Das Prinzip, juristisch nützliche Inhalte, Mut und Zuspruch in schwierigen Zeiten sowie eine informelle Wohlfühlatmosphäre beim gemeinsamen Computerspielen zu bieten, war schon vor der Gründung von JuraNotAlone das gleiche. Hinzu kam sicherlich auch der Reiz für die Studierenden, den Dozenten, den man sonst nur in Hemd und Anzug in der Online-Vorlesung sieht, abends im Kapuzenpulli erleben zu können.

"Jeder kann mitmachen"

Nach ersten Gehversuchen als Livestreamer im Wintersemester 2021/2022, der immer größeren Resonanz und einem sehr positivem Feedback im Sommersemester 2022 stand für Stephan fest: "Ich brauchte Verstärkung, ohne weitere Hilfe hätte ich das Angebot nicht weiter ausbauen können. Die damals zwei bis drei Streams pro Woche, die Vorbereitung der juristisch-didaktischen Inhalte, die Social-Media-Bespielung und die Professionalisierung des Layouts und der Banner haben gut und gerne 20 Stunden die Woche gefressen. Das ist praktisch ein Halbtagsjob."

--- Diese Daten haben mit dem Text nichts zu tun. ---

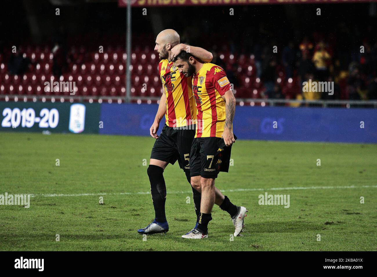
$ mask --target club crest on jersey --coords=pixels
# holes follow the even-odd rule
[[[204,77],[203,76],[201,76],[200,78],[199,78],[199,83],[200,84],[202,84],[203,83],[203,81],[204,80]]]
[[[220,69],[219,68],[219,67],[216,67],[215,69],[215,73],[213,73],[213,75],[215,75],[217,72],[221,72],[222,71],[222,70]]]

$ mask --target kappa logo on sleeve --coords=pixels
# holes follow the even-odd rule
[[[230,83],[229,80],[228,80],[228,77],[226,76],[223,77],[217,81],[220,85],[220,87],[222,87],[224,86],[226,86]]]
[[[216,67],[215,69],[215,73],[213,73],[213,75],[215,75],[218,72],[221,72],[222,71],[222,70],[221,70],[221,69],[219,68],[218,67]]]

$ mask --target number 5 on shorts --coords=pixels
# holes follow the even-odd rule
[[[215,157],[215,155],[207,155],[207,161],[208,161],[208,159],[211,159],[211,163],[210,164],[210,167],[208,168],[210,168],[212,166],[212,162],[213,161],[213,157]]]
[[[190,165],[190,154],[185,154],[183,155],[185,157],[185,160],[188,161],[187,162],[187,166]]]

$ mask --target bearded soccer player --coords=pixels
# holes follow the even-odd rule
[[[204,63],[192,54],[184,51],[173,61],[180,74],[187,78],[193,76],[192,89],[198,122],[190,164],[192,185],[201,193],[200,213],[196,228],[182,237],[203,239],[208,236],[208,223],[216,202],[215,179],[220,171],[228,172],[231,145],[235,142],[233,119],[236,99],[220,67]],[[224,146],[222,145],[222,139]],[[234,208],[231,216],[236,236],[242,231],[247,210],[242,207]]]
[[[151,234],[166,233],[169,227],[165,211],[166,187],[164,170],[170,163],[177,161],[183,170],[188,182],[190,182],[189,162],[191,144],[195,135],[196,111],[192,90],[192,78],[178,72],[171,61],[172,56],[181,51],[190,52],[202,61],[210,61],[212,55],[202,48],[180,44],[179,35],[173,30],[165,30],[156,39],[155,50],[159,54],[161,61],[159,72],[164,93],[161,97],[154,122],[150,129],[150,135],[157,139],[151,154],[147,170],[150,183],[151,193],[155,209],[155,218],[148,226],[139,229],[140,234]],[[157,135],[159,123],[164,115],[166,124],[159,136]],[[200,211],[200,191],[192,187],[194,207],[197,226]],[[231,216],[236,212],[237,207],[232,204],[215,188],[216,204]]]

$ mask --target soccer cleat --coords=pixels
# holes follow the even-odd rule
[[[152,235],[153,234],[166,233],[169,231],[169,225],[167,221],[164,222],[158,222],[155,219],[153,222],[145,228],[138,230],[138,233],[143,234]]]
[[[208,233],[207,234],[202,233],[198,228],[192,230],[185,235],[182,236],[184,239],[204,239],[208,237]]]
[[[191,233],[193,231],[194,231],[195,229],[196,229],[196,228],[198,227],[198,224],[199,224],[199,223],[198,223],[198,222],[196,222],[196,224],[195,225],[195,227],[194,227],[192,229],[191,229],[191,231],[190,231],[188,233],[186,233],[186,234],[185,234],[185,235],[188,235],[190,233]]]
[[[234,225],[235,228],[234,236],[237,236],[242,232],[242,229],[245,226],[244,225],[244,219],[246,217],[246,213],[248,211],[245,207],[240,207],[239,213],[234,218],[232,218],[233,225]]]

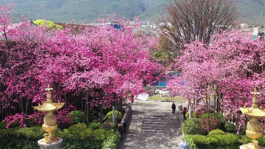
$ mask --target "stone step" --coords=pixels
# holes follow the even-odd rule
[[[148,129],[148,130],[142,130],[142,133],[147,133],[147,132],[164,132],[164,131],[163,130],[152,130],[152,129]]]
[[[151,119],[144,119],[144,122],[165,122],[165,120],[151,120]]]
[[[164,122],[154,122],[154,121],[144,121],[143,123],[143,124],[164,124]]]
[[[147,126],[144,126],[142,127],[142,130],[150,130],[150,129],[154,129],[154,130],[164,130],[165,128],[161,128],[161,127],[154,127],[154,126],[151,126],[151,127],[147,127]]]
[[[143,126],[163,126],[165,125],[164,124],[142,124],[143,127]]]

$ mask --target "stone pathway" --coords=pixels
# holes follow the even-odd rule
[[[175,103],[177,106],[179,103]],[[170,102],[135,100],[127,133],[118,149],[176,149],[182,137]]]

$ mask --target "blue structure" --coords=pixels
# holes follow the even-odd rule
[[[181,76],[181,74],[178,72],[173,72],[169,73],[166,74],[166,77],[161,77],[159,78],[158,81],[155,81],[154,84],[153,86],[160,86],[160,87],[165,87],[166,86],[166,82],[170,76]]]
[[[110,26],[114,27],[115,28],[118,29],[121,31],[123,30],[123,25],[122,25],[111,24]]]

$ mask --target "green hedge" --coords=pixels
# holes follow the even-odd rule
[[[74,124],[84,122],[85,115],[82,111],[77,110],[71,112],[71,117],[73,119]]]
[[[190,135],[185,136],[182,139],[191,149],[238,149],[241,145],[239,137],[232,134]]]
[[[43,138],[44,133],[41,126],[0,129],[0,149],[39,149],[37,141]],[[113,131],[93,130],[84,124],[57,130],[54,134],[63,139],[63,149],[114,149],[120,139],[119,134]]]
[[[118,116],[118,119],[117,119],[118,113],[119,113],[119,115]],[[106,117],[108,121],[112,122],[112,111],[107,112]],[[117,123],[120,123],[121,122],[122,119],[122,113],[121,112],[115,110],[115,120]]]
[[[201,120],[192,118],[184,121],[183,129],[185,135],[205,134],[206,132],[201,127]]]
[[[225,133],[222,130],[220,130],[220,129],[214,129],[214,130],[211,130],[210,132],[209,132],[209,134],[210,135],[212,135],[212,134],[224,134]]]
[[[215,113],[214,114],[215,116],[215,117],[218,119],[219,122],[220,122],[220,123],[224,124],[226,122],[225,117],[224,117],[224,116],[222,113]],[[208,116],[208,114],[207,113],[205,113],[202,115],[202,118],[206,118]],[[214,117],[213,113],[209,113],[209,116],[212,118]]]
[[[224,127],[225,131],[232,133],[237,132],[237,126],[232,123],[226,122],[224,125]]]
[[[100,127],[100,123],[99,122],[92,122],[89,124],[89,128],[93,130],[96,130],[99,129]]]
[[[189,116],[189,112],[187,112],[185,114],[185,117],[186,117],[186,119],[188,119]],[[196,118],[196,112],[195,112],[194,111],[192,111],[192,117]]]

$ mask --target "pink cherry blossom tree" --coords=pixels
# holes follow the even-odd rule
[[[264,73],[253,69],[264,67],[264,44],[251,40],[248,33],[233,30],[216,35],[208,45],[195,41],[186,45],[173,66],[182,75],[171,79],[168,88],[189,99],[206,101],[221,93],[224,114],[231,120],[242,117],[239,107],[251,105],[253,88],[264,92]],[[263,104],[264,96],[260,99]]]
[[[29,102],[46,100],[47,83],[54,89],[54,101],[63,101],[66,94],[82,97],[88,115],[93,107],[106,108],[122,99],[127,92],[139,94],[160,66],[149,56],[156,42],[132,31],[139,24],[135,20],[134,26],[123,19],[116,21],[120,29],[103,24],[76,34],[67,28],[48,31],[25,19],[7,32],[13,44],[0,43],[3,105],[18,102],[26,115]]]

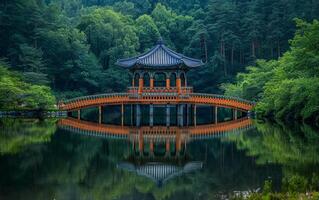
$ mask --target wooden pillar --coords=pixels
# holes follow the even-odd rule
[[[169,104],[166,105],[166,126],[171,125],[171,110]]]
[[[154,88],[154,78],[153,77],[150,79],[150,88],[151,89]]]
[[[154,155],[154,142],[153,140],[150,141],[150,155]]]
[[[169,154],[170,154],[170,141],[169,141],[169,139],[166,139],[166,143],[165,143],[165,154],[166,154],[166,156],[169,156]]]
[[[197,125],[197,107],[196,107],[196,104],[194,104],[194,107],[193,107],[193,117],[194,117],[194,119],[193,119],[193,121],[194,121],[194,126],[196,126]]]
[[[184,125],[184,105],[179,104],[177,105],[177,122],[178,126],[183,126]]]
[[[217,107],[217,106],[215,106],[215,112],[214,112],[214,114],[215,114],[215,118],[214,118],[215,124],[217,124],[217,123],[218,123],[218,107]]]
[[[138,94],[142,94],[143,87],[144,87],[144,80],[143,80],[143,78],[140,78],[138,80]]]
[[[131,104],[131,126],[133,126],[133,121],[134,121],[133,120],[134,119],[134,114],[133,114],[134,110],[133,109],[134,109],[134,106],[133,106],[133,104]]]
[[[143,134],[141,132],[139,132],[139,136],[138,136],[138,150],[140,154],[144,152]]]
[[[141,105],[136,104],[136,126],[139,127],[141,125]]]
[[[149,124],[150,124],[150,126],[153,126],[153,124],[154,124],[154,105],[153,104],[150,104],[149,118],[150,118]]]
[[[189,126],[189,104],[186,104],[186,126]]]
[[[169,78],[166,78],[166,89],[169,89],[171,87],[171,80]]]
[[[78,110],[78,120],[81,120],[81,109]]]
[[[176,154],[177,154],[181,150],[181,145],[182,145],[181,133],[179,131],[176,134],[176,141],[175,142],[176,142],[175,145],[176,145]]]
[[[176,79],[176,87],[177,87],[177,93],[181,94],[182,88],[181,88],[181,78]]]
[[[124,104],[121,104],[121,125],[124,126]]]
[[[103,109],[103,107],[99,106],[99,124],[102,124],[102,114],[103,114],[102,109]]]
[[[233,109],[233,119],[234,119],[234,120],[237,120],[237,118],[238,118],[237,110],[236,110],[236,109]]]

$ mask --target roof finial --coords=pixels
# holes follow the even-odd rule
[[[163,42],[163,38],[162,37],[159,37],[158,41],[157,41],[157,44],[159,45],[162,45],[164,42]]]

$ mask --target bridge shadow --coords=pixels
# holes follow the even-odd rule
[[[66,118],[61,119],[58,126],[74,134],[127,141],[131,153],[117,164],[117,168],[149,178],[158,187],[174,177],[199,171],[205,166],[204,161],[188,156],[189,142],[227,137],[254,128],[252,120],[247,117],[187,127],[136,127]]]

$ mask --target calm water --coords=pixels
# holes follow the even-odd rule
[[[252,123],[216,131],[1,119],[0,199],[221,199],[319,173],[315,129]]]

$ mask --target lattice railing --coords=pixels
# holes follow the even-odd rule
[[[238,97],[229,97],[218,94],[190,93],[178,94],[172,92],[163,93],[109,93],[97,94],[90,96],[77,97],[59,103],[62,110],[72,110],[77,108],[89,107],[92,105],[108,104],[108,103],[194,103],[194,104],[216,104],[221,106],[229,106],[233,108],[241,108],[243,110],[251,110],[255,102],[248,101]]]

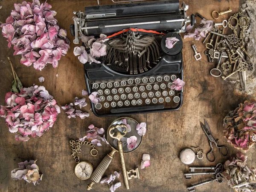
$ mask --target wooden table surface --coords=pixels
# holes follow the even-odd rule
[[[108,0],[110,2],[110,0]],[[100,1],[107,4],[107,0]],[[205,17],[212,19],[211,13],[214,10],[224,11],[229,7],[232,13],[222,18],[226,19],[238,9],[239,2],[222,0],[200,0],[184,1],[189,5],[187,13],[198,12]],[[3,0],[0,1],[3,8],[0,10],[0,20],[4,22],[14,9],[13,3],[21,1]],[[54,69],[49,64],[42,71],[35,70],[32,66],[26,67],[20,63],[20,55],[14,56],[14,51],[7,48],[6,38],[0,35],[0,104],[5,105],[6,93],[9,92],[13,79],[11,67],[7,57],[12,60],[15,70],[25,87],[33,83],[44,86],[54,97],[60,106],[73,102],[75,97],[81,97],[82,89],[86,89],[83,65],[73,54],[76,46],[73,43],[74,37],[69,32],[69,26],[73,23],[73,11],[82,11],[86,6],[96,5],[96,0],[49,0],[53,10],[58,13],[56,18],[60,26],[68,32],[70,40],[70,49],[65,57],[59,62],[58,67]],[[241,2],[240,2],[241,3]],[[219,21],[220,21],[221,19]],[[191,45],[195,43],[201,53],[202,58],[196,61],[193,57]],[[142,155],[148,153],[151,156],[151,165],[145,169],[140,169],[140,179],[130,181],[130,192],[186,191],[186,187],[211,177],[209,175],[195,176],[190,180],[186,180],[183,173],[188,172],[188,166],[181,163],[178,158],[180,152],[186,147],[198,146],[205,153],[209,150],[207,138],[200,126],[200,122],[207,120],[212,135],[219,140],[219,143],[226,145],[230,155],[238,151],[233,148],[224,138],[222,132],[223,119],[227,112],[238,106],[240,102],[255,95],[239,94],[234,87],[226,83],[221,78],[214,78],[209,75],[209,70],[215,66],[207,62],[203,54],[205,49],[201,42],[192,38],[184,40],[183,56],[184,68],[184,100],[181,108],[177,111],[160,113],[131,115],[138,122],[145,122],[147,130],[143,142],[134,152],[125,154],[128,169],[140,167]],[[58,76],[56,77],[56,74]],[[38,78],[44,77],[45,81],[39,83]],[[86,96],[88,101],[89,99]],[[89,112],[90,105],[84,109]],[[93,124],[103,127],[105,130],[116,117],[97,117],[90,112],[90,116],[84,120],[79,117],[68,119],[63,110],[58,116],[53,126],[45,132],[41,137],[32,138],[26,142],[16,141],[14,134],[9,132],[5,124],[5,120],[0,118],[0,191],[84,191],[89,181],[81,181],[74,172],[76,165],[70,156],[70,140],[76,139],[86,134],[87,127]],[[81,159],[90,161],[94,168],[108,152],[111,147],[105,143],[99,150],[96,157],[89,154],[89,147],[82,147]],[[253,149],[254,148],[254,149]],[[215,148],[216,163],[209,163],[204,158],[196,159],[194,166],[214,166],[224,163],[227,158],[220,156]],[[249,156],[248,166],[256,166],[253,153],[255,147],[247,153]],[[119,157],[116,157],[106,172],[105,175],[121,170]],[[35,186],[32,184],[26,185],[24,181],[15,181],[11,178],[11,171],[18,167],[17,163],[26,160],[37,159],[37,164],[44,174],[41,184]],[[126,191],[123,176],[117,181],[122,186],[117,192]],[[225,181],[222,183],[212,183],[198,187],[196,191],[232,191]],[[91,191],[108,191],[105,184],[94,185]]]

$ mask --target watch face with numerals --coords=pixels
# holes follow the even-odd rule
[[[76,166],[75,173],[78,178],[82,180],[89,179],[93,173],[93,168],[88,161],[81,161]]]

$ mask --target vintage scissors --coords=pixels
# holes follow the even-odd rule
[[[212,152],[212,150],[213,150],[213,147],[212,146],[213,144],[215,144],[215,146],[217,148],[218,148],[220,151],[220,153],[222,156],[227,156],[228,154],[228,149],[227,147],[224,145],[222,145],[221,146],[219,146],[217,144],[217,142],[212,135],[212,132],[211,132],[211,130],[210,129],[210,127],[209,127],[209,125],[208,123],[206,121],[206,120],[204,120],[204,123],[205,124],[205,126],[201,122],[200,122],[201,124],[201,126],[202,126],[202,128],[204,131],[204,132],[206,134],[207,137],[208,138],[208,140],[209,140],[209,143],[210,145],[210,146],[211,147],[211,150],[208,152],[207,155],[206,155],[206,158],[208,160],[209,160],[210,162],[214,162],[215,161],[215,160],[216,159],[216,156],[215,156],[215,154],[213,153]],[[221,150],[222,151],[226,151],[227,152],[226,153],[223,153],[221,152]],[[223,152],[222,151],[222,152]],[[213,159],[213,160],[210,160],[209,158],[212,159]]]

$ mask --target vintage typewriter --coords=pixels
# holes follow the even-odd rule
[[[127,2],[127,1],[126,1]],[[193,25],[188,6],[179,0],[159,0],[94,6],[74,12],[70,32],[79,43],[79,33],[107,35],[107,54],[99,64],[84,64],[89,94],[97,92],[101,102],[91,102],[99,117],[174,111],[182,104],[183,89],[172,89],[183,80],[183,42],[179,32]],[[179,40],[166,46],[167,37]]]

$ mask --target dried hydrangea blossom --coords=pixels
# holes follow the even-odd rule
[[[0,117],[15,139],[26,141],[32,137],[41,136],[52,127],[61,112],[53,97],[44,86],[23,88],[20,93],[9,92],[6,95],[6,106],[1,106]]]
[[[241,152],[231,157],[224,164],[222,173],[228,184],[239,192],[256,191],[256,169],[247,166],[247,156]]]
[[[92,124],[90,125],[88,128],[89,130],[87,131],[87,134],[84,137],[79,138],[79,140],[80,140],[84,141],[84,140],[86,139],[94,145],[97,145],[98,146],[101,146],[101,140],[108,144],[108,141],[105,138],[105,135],[104,135],[103,137],[99,135],[103,134],[105,132],[103,128],[98,128]]]
[[[35,164],[36,160],[30,160],[28,162],[19,163],[19,168],[13,169],[11,172],[11,176],[13,180],[24,179],[34,185],[39,184],[43,178],[43,174],[39,173],[39,168]]]
[[[256,143],[255,101],[246,100],[229,112],[224,120],[225,137],[233,146],[246,152]]]
[[[1,25],[8,47],[12,45],[14,55],[21,54],[20,63],[41,70],[47,63],[57,67],[61,56],[67,54],[70,41],[67,32],[60,28],[54,18],[57,12],[46,1],[23,1],[15,3],[11,15]]]

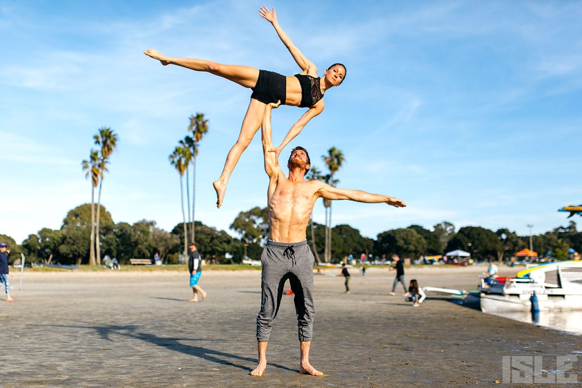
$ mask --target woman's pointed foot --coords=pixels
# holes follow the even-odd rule
[[[154,58],[154,59],[157,59],[164,66],[167,66],[170,64],[170,61],[166,59],[165,56],[162,55],[157,50],[154,50],[152,48],[148,48],[144,51],[144,54],[148,56]]]
[[[226,191],[226,185],[223,184],[220,179],[215,180],[212,183],[214,190],[217,192],[217,207],[220,209],[222,205],[222,201],[224,200],[224,194]]]

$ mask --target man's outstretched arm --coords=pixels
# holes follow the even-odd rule
[[[319,197],[326,200],[349,200],[356,202],[367,204],[387,204],[396,208],[404,208],[406,204],[393,197],[374,194],[361,190],[349,190],[345,188],[334,187],[331,185],[322,183],[322,187],[317,193]]]

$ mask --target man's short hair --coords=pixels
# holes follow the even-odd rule
[[[294,152],[295,152],[296,151],[297,151],[297,149],[301,149],[304,152],[305,152],[305,154],[306,155],[307,155],[307,164],[309,165],[311,165],[311,161],[309,158],[309,152],[307,152],[307,149],[306,149],[303,147],[301,147],[300,145],[297,145],[296,147],[295,147],[294,148],[293,148],[293,149],[291,150],[291,154],[290,154],[290,155],[289,155],[289,160],[287,161],[287,164],[288,165],[289,163],[289,162],[291,161],[291,155],[293,155],[293,153]],[[309,171],[309,168],[310,168],[308,167],[307,169],[305,170],[305,173],[306,174],[307,174],[307,172]]]

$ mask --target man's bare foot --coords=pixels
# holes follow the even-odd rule
[[[299,373],[301,375],[311,375],[311,376],[323,376],[324,374],[316,369],[311,364],[308,364],[305,368],[301,366],[299,368]]]
[[[224,200],[224,193],[226,191],[226,186],[221,181],[220,179],[215,180],[212,183],[214,190],[217,192],[217,207],[220,209],[222,204],[222,200]]]
[[[257,368],[254,368],[249,374],[255,377],[261,377],[265,373],[265,368],[267,368],[267,363],[259,362],[257,364]]]
[[[144,51],[144,54],[148,56],[154,58],[154,59],[157,59],[164,66],[167,66],[170,64],[170,61],[166,59],[166,57],[160,54],[157,50],[154,50],[152,48],[148,48]]]

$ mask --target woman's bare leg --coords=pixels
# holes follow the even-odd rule
[[[259,70],[255,67],[239,65],[223,65],[205,59],[166,56],[152,48],[146,50],[144,54],[157,59],[164,66],[176,65],[196,72],[206,72],[226,78],[246,88],[254,87],[258,79]]]
[[[222,169],[222,173],[221,174],[220,177],[212,183],[214,190],[217,191],[217,207],[218,208],[220,208],[222,204],[224,194],[226,191],[226,185],[228,184],[228,180],[230,177],[232,170],[235,169],[235,166],[238,163],[243,151],[247,149],[254,134],[261,127],[262,116],[265,113],[265,106],[266,105],[262,102],[253,98],[251,99],[247,113],[244,115],[244,119],[243,120],[242,127],[240,128],[240,134],[239,135],[239,139],[228,152],[226,161],[225,162],[224,168]]]

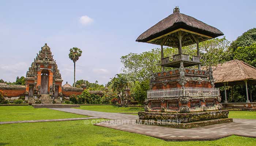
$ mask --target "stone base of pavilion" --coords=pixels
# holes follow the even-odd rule
[[[138,123],[188,129],[233,122],[229,111],[222,110],[188,113],[141,112]]]
[[[223,108],[229,111],[256,111],[256,103],[223,103]]]

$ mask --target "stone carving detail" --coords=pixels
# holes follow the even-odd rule
[[[188,105],[181,105],[179,108],[181,112],[187,112],[190,111],[190,109]]]
[[[219,96],[217,97],[217,98],[218,102],[220,103],[221,101],[221,97]]]
[[[161,101],[161,103],[164,103],[165,102],[165,100],[164,99],[161,99],[160,101]]]
[[[166,109],[165,107],[162,107],[161,108],[161,112],[166,112]]]
[[[188,80],[184,77],[180,78],[178,80],[178,82],[180,84],[182,87],[184,87],[185,84],[188,82]]]
[[[222,104],[217,104],[216,107],[219,110],[222,110]]]
[[[202,105],[201,107],[201,108],[203,109],[203,110],[204,111],[207,111],[207,107],[206,107],[206,106],[205,105]]]
[[[196,79],[196,81],[199,84],[202,84],[202,82],[203,81],[203,80],[202,80],[202,79],[200,77],[199,77],[198,78],[197,78]]]
[[[180,97],[180,102],[182,104],[187,104],[189,102],[189,98],[187,97]]]
[[[144,101],[144,103],[145,103],[145,104],[147,104],[148,103],[148,101],[149,101],[147,99],[146,99]]]
[[[150,111],[150,108],[148,107],[148,106],[147,105],[144,105],[144,110],[145,110],[145,111],[146,112],[149,112]]]
[[[208,76],[209,77],[209,80],[213,80],[213,75],[212,75],[212,69],[211,68],[211,67],[210,67],[209,68],[209,75]]]

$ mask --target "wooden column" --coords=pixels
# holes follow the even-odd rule
[[[182,36],[181,35],[181,32],[179,31],[178,32],[178,38],[179,39],[179,54],[182,53],[182,43],[181,42],[182,39]]]
[[[162,59],[163,58],[163,43],[161,42],[161,61],[162,61]],[[163,66],[162,66],[162,71],[163,72],[165,71],[165,68]]]
[[[224,89],[225,89],[225,103],[227,103],[227,91],[226,90],[226,83],[224,83]]]
[[[234,102],[234,93],[233,92],[233,86],[231,86],[231,95],[232,96],[232,102]]]
[[[249,103],[250,100],[249,100],[249,96],[248,95],[248,87],[247,87],[247,80],[246,80],[245,81],[245,89],[246,90],[246,102],[247,103]]]

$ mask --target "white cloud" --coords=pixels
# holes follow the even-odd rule
[[[1,70],[8,73],[16,73],[20,71],[26,72],[30,66],[24,62],[20,62],[16,64],[3,65],[0,67]]]
[[[93,19],[87,15],[81,16],[79,20],[81,24],[84,25],[90,24],[93,22]]]
[[[109,71],[108,70],[103,68],[94,69],[93,70],[93,71],[94,73],[102,74],[106,74],[109,73]]]

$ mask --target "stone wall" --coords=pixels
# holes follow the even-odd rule
[[[84,89],[81,88],[61,87],[62,94],[66,97],[69,97],[72,94],[79,95],[82,93]],[[23,95],[26,92],[26,85],[0,84],[0,90],[7,93],[8,97],[18,97]],[[102,91],[89,91],[91,94],[103,96]]]
[[[26,86],[1,84],[0,90],[6,92],[8,97],[19,97],[25,93]]]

Vornehmlich über Twitter und private Kontakte fand Stephan weitere Mitstreiterinnen und Mitstreiter, derzeit organisieren sich zwölf bis 15 Menschen vor und hinter der Kamera jede Woche aufs Neue, um das aus dem Solo-Projekt BigFudgeOnline mittlerweile entstandene Gemeinschaftsprojekt JuraNotAlone mit Leben zu füllen. Immer öfter gibt es auch Gäste, zum Beispiel einen Staatsanwalt, eine Anwältin oder einen Doktoranden, die sich und ihre jeweilige Arbeit vorstellen und die Fragen der Zuschauerinnen und Zuschauer gern – und dank der ungezwungenen Atmosphäre nicht selten auch teils überaus ehrlich – beantworten.

Wer mitmachen möchte, ist herzlich eingeladen. Vornehmlich organisieren sich die Ehrenamtlerinnen und Ehrenamtler über einen eigenen Discord-Server, dem jeder beitreten kann. "Wir freuen uns über alle, die sich mit Inhalten beteiligen. Ob nun einmalig, regelmäßig, vor oder hinter der Kamera – immer her mit den Ideen, wir schauen uns alles gern an", sagt Stephan, dessen Ruf als fähiger Monarch übrigens bis heute noch nicht wieder hergestellt ist.